More crazy tort cases from the US… Apparently a 14 year old girl is suing the Chicago Board of Education for emotional distress suffered when her class was shown the film Brokeback Mountain. I presume the emotional distress arose because of the film’s portrayal of a closet homosexual relationship between two cowboys. She purportedly seeks damages of $500,000.
What exactly is so distressing about the revelation that cowboys may have a covert homosexual relationship? I can understand that girl’s guardians may have wished to have had a say in whether she watched the film. Further, they may not have wished her to learn about homosexuality from a film. But I can’t see how this gives her an entitlement to half a million bucks.

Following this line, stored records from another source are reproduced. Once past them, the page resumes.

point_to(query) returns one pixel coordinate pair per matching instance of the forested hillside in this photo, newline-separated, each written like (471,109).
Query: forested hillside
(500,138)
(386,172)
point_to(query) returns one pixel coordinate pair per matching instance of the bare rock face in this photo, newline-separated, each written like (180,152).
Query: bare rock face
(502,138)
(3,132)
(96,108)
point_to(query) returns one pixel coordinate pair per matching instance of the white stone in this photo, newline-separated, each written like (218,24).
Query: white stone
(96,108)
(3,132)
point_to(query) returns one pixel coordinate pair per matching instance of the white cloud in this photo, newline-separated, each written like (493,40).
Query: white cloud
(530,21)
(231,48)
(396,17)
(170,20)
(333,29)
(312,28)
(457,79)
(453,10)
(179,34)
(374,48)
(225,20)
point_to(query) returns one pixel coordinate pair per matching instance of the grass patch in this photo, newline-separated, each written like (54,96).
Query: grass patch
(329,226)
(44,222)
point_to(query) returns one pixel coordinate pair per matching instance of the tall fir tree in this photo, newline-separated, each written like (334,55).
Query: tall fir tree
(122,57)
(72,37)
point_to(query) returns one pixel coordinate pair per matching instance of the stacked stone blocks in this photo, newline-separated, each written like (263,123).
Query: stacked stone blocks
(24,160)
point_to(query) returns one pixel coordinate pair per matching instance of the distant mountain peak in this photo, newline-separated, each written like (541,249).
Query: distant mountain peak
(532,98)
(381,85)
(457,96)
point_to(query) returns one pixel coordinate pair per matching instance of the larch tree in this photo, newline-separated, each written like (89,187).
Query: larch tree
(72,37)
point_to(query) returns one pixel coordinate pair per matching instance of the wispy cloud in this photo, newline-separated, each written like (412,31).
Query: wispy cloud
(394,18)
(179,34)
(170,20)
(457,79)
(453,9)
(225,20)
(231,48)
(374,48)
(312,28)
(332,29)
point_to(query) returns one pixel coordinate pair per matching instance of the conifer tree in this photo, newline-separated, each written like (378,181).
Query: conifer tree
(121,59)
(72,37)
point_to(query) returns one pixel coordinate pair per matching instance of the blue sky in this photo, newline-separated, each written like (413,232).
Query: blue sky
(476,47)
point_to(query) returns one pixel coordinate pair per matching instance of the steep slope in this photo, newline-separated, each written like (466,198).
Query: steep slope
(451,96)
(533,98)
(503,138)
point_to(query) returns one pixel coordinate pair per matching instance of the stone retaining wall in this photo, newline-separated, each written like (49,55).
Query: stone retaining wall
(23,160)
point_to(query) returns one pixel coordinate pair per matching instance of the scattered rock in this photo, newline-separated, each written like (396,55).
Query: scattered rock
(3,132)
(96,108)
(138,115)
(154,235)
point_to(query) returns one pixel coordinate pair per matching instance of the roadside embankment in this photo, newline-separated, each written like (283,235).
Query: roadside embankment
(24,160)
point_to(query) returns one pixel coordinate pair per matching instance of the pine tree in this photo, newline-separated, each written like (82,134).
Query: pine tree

I was trying to think of a topic about which I would feel outraged if a school teacher exposed my child to it without my consent. I think if a school showed a film with graphic violence to my teenage daughter, for example, I would want a say in it. But I don’t think suing the school would be the answer. I would raise my concerns with the school, and say that I thought it was inappropriate. I would also counsel my daughter and encourage her to talk about anything she found disturbing or worrying. Surely that’s all that a guardian or parent needs to do? Suing for half a million is really over the top.
Update
Someone has pointed out that Brokeback Mountain shouldn’t be shown in schools because it is rated R. This is a very good point. So the teacher certainly should not have been showing the film to students under the age of 18. But still…$500,000 for emotional distress?

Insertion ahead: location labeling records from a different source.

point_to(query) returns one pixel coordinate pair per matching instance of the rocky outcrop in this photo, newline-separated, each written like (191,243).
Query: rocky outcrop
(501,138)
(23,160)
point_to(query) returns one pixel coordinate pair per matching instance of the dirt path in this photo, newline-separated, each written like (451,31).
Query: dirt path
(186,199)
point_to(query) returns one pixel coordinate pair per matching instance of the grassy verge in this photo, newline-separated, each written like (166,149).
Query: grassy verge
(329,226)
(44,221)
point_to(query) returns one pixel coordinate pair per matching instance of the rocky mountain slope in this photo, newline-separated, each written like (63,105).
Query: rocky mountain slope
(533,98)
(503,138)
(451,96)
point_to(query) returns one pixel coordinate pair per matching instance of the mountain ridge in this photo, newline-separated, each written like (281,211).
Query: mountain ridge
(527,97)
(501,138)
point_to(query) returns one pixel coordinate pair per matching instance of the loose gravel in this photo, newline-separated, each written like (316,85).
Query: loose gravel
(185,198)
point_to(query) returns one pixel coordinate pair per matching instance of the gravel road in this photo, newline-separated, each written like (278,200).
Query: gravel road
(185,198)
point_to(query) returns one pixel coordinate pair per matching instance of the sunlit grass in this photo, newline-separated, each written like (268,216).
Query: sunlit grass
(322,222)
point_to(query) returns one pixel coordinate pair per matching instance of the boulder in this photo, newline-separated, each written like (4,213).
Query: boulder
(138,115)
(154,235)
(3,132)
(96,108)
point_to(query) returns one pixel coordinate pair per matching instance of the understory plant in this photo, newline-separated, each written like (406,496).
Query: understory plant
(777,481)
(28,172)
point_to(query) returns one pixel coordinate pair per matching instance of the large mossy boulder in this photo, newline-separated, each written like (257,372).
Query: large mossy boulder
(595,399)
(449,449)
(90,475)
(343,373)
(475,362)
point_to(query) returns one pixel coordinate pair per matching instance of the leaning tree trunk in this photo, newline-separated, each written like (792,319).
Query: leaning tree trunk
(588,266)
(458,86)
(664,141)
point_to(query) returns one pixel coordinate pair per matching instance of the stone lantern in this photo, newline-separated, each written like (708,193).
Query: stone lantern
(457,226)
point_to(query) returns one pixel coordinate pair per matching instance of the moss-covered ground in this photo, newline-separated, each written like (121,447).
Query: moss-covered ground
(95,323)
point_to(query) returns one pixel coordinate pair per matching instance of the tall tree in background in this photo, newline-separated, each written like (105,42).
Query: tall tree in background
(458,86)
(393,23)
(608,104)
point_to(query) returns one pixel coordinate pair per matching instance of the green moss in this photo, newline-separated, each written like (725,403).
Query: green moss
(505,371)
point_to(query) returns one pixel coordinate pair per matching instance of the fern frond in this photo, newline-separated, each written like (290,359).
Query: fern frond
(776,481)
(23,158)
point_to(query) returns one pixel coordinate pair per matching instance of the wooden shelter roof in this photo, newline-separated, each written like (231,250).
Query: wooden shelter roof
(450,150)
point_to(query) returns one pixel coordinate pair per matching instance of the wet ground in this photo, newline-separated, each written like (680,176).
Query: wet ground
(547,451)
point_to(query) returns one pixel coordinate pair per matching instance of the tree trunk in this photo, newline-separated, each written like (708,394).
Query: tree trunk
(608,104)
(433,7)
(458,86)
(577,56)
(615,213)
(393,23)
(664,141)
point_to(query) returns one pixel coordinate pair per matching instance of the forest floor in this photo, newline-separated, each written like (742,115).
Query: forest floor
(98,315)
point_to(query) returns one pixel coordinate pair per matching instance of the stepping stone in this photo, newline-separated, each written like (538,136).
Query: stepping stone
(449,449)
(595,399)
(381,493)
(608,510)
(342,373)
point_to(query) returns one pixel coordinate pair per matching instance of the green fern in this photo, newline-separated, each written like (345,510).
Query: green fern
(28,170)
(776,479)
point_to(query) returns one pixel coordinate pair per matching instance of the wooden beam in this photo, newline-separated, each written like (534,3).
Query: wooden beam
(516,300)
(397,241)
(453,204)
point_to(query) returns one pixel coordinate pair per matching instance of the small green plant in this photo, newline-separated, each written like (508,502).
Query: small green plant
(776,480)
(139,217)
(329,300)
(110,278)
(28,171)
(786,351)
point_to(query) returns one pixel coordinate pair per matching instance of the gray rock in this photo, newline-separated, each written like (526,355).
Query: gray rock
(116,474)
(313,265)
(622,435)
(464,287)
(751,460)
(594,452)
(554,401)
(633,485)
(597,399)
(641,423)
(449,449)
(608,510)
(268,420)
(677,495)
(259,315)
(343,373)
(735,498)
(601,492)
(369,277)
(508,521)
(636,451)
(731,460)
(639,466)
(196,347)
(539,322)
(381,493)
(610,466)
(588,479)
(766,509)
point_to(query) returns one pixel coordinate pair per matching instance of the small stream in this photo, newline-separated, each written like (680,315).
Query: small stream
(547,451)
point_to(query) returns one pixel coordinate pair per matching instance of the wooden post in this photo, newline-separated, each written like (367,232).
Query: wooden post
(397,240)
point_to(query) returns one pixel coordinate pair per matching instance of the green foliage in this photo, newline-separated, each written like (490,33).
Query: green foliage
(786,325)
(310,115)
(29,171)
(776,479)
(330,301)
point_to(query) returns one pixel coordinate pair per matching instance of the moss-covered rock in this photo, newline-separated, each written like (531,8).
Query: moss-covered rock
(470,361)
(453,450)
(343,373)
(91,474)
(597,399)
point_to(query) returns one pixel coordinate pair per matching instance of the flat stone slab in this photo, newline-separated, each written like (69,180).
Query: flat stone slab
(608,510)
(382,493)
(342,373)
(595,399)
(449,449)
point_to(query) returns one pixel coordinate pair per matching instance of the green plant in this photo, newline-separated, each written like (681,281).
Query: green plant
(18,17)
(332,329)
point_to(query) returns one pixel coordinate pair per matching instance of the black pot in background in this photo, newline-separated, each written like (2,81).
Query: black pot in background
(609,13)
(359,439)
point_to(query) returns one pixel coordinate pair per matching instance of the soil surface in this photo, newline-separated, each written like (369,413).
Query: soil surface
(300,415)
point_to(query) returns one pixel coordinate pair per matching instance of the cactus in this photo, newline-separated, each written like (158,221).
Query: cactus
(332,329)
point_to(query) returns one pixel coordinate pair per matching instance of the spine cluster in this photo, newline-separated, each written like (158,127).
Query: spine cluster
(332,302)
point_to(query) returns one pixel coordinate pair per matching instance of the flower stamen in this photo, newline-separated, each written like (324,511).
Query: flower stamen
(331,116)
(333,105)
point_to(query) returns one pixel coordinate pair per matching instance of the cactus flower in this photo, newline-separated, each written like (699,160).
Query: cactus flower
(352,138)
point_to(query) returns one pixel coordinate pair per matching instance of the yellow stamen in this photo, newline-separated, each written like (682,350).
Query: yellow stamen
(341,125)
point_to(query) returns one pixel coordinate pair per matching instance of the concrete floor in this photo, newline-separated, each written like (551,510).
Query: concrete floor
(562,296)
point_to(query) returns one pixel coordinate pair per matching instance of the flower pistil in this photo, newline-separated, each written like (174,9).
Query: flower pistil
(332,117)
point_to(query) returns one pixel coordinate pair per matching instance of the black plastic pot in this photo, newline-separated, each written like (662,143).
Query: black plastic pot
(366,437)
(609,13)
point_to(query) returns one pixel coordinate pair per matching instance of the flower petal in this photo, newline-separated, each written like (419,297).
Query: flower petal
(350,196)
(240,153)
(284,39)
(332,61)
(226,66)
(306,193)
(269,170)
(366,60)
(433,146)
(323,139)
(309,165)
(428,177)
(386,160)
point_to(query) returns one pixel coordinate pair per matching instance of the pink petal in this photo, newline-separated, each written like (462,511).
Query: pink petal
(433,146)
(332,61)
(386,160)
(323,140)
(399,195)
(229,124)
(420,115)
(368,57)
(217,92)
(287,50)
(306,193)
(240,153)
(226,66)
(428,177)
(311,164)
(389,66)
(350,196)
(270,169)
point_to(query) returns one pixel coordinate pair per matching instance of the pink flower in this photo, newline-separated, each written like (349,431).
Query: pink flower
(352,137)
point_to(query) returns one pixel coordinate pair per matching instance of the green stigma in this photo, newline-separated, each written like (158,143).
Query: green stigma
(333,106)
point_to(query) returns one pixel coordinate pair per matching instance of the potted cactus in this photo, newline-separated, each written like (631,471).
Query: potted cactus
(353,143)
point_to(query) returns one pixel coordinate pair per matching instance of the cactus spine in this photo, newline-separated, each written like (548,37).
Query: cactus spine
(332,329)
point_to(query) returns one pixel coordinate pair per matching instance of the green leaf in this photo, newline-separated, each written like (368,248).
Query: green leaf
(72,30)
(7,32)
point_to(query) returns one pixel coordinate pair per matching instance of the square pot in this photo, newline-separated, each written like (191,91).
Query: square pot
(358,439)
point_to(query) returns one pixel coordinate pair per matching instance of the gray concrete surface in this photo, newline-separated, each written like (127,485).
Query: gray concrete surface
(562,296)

I wonder if you could sue the school for breaching the film classification recommendations - sounds to me like that’s a more productive way to go to prevent this sort of thing in the future.
2 Comments
Personally I would be outraged if my daughters school showed Al Gores “an inconvenient truth” to the children…
It’s amazing what parents will complain about.
A few years before I started at my current place of employment, a mother of a junior student took the school to the papers because, as a Christian, she disapproved of the ’sexual content’ in a school novel (the sexual content to which she so objected was a completely contextual description of puberty).
Nothing came of it, as it’s a text used and approved statewide, however it gave me pause - there are so many texts, films, theories (I’ve had a student denounce evolution in my class before) with the capability to be controversial - it’s no wonder we’re drowning in a sea of political correctness.